In both the groups, bonding of MBT 0.022” slot bracket was done. Nickel–titanium wire was used in the initial phase of leveling and aligning. Following which stainless steel wire (0.019” × 0.025”) was placed in participant before retraction was initiated. Extraction space was measured with digital caliper before initiating retraction in both the groups.

In both the groups, after corticotomy procedure, the participants were recalled at an interval of 2 weeks for replacement of active tiebacks.

Statistical analysis used: Student's t-test and unpaired t-test.


   Results Top


A total of 43 participants were recruited for the study, in which three dropped out from continuing the treatment for personal issues, in which 1/3 underwent surgery of maxilla. A total of 40 participants completed the entire duration of the study and divided into two groups: 20 participants in Group I and 20 participants in Group II participated in the study.

The statistical power of the study when comparing 40 participants (20 in each group) with the data obtained from measuring treatment time and retraction rate was found to be 90%.

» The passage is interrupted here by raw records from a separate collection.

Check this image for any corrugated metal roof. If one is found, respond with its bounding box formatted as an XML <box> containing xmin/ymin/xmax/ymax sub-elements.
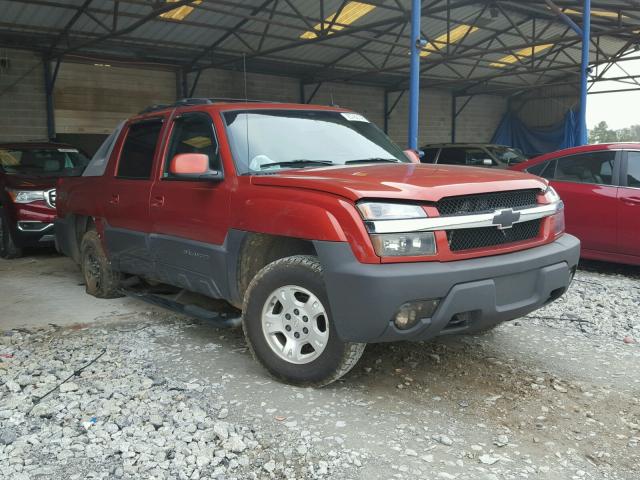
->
<box><xmin>0</xmin><ymin>0</ymin><xmax>640</xmax><ymax>90</ymax></box>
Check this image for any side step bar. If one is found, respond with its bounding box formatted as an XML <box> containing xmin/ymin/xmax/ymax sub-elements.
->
<box><xmin>122</xmin><ymin>289</ymin><xmax>242</xmax><ymax>328</ymax></box>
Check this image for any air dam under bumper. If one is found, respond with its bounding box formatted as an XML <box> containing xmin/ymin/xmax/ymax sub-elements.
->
<box><xmin>315</xmin><ymin>234</ymin><xmax>580</xmax><ymax>343</ymax></box>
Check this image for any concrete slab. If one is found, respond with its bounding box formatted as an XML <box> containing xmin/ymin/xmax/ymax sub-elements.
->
<box><xmin>0</xmin><ymin>252</ymin><xmax>149</xmax><ymax>330</ymax></box>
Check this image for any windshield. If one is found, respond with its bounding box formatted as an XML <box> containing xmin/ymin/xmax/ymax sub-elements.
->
<box><xmin>487</xmin><ymin>147</ymin><xmax>527</xmax><ymax>165</ymax></box>
<box><xmin>224</xmin><ymin>110</ymin><xmax>409</xmax><ymax>174</ymax></box>
<box><xmin>0</xmin><ymin>147</ymin><xmax>89</xmax><ymax>177</ymax></box>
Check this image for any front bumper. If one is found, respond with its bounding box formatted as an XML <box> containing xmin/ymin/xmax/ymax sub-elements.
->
<box><xmin>11</xmin><ymin>221</ymin><xmax>55</xmax><ymax>248</ymax></box>
<box><xmin>315</xmin><ymin>234</ymin><xmax>580</xmax><ymax>343</ymax></box>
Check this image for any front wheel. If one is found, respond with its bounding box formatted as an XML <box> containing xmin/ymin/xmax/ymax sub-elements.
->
<box><xmin>242</xmin><ymin>255</ymin><xmax>365</xmax><ymax>387</ymax></box>
<box><xmin>0</xmin><ymin>208</ymin><xmax>22</xmax><ymax>259</ymax></box>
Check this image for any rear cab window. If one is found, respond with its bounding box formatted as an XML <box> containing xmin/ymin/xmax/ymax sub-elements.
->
<box><xmin>116</xmin><ymin>118</ymin><xmax>163</xmax><ymax>180</ymax></box>
<box><xmin>162</xmin><ymin>112</ymin><xmax>222</xmax><ymax>178</ymax></box>
<box><xmin>626</xmin><ymin>152</ymin><xmax>640</xmax><ymax>188</ymax></box>
<box><xmin>553</xmin><ymin>150</ymin><xmax>616</xmax><ymax>185</ymax></box>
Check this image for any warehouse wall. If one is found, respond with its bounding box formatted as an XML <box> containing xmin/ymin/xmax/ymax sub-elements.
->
<box><xmin>0</xmin><ymin>49</ymin><xmax>47</xmax><ymax>142</ymax></box>
<box><xmin>512</xmin><ymin>86</ymin><xmax>578</xmax><ymax>127</ymax></box>
<box><xmin>0</xmin><ymin>50</ymin><xmax>506</xmax><ymax>149</ymax></box>
<box><xmin>54</xmin><ymin>62</ymin><xmax>176</xmax><ymax>134</ymax></box>
<box><xmin>189</xmin><ymin>70</ymin><xmax>507</xmax><ymax>146</ymax></box>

[Table 1] shows the total measurement for the closure of extraction space during retraction of teeth in maxilla and mandible in Group I and Group II. Mean retraction of 7.07 ± 0.5 mm in Group I and 5.99 ± 0.35 mm in Group II after 12 months, with higher mean retraction in Group I than Group II and was found to be statistically significant (P < 0.001).
Table 1: Comparison of retraction (mm)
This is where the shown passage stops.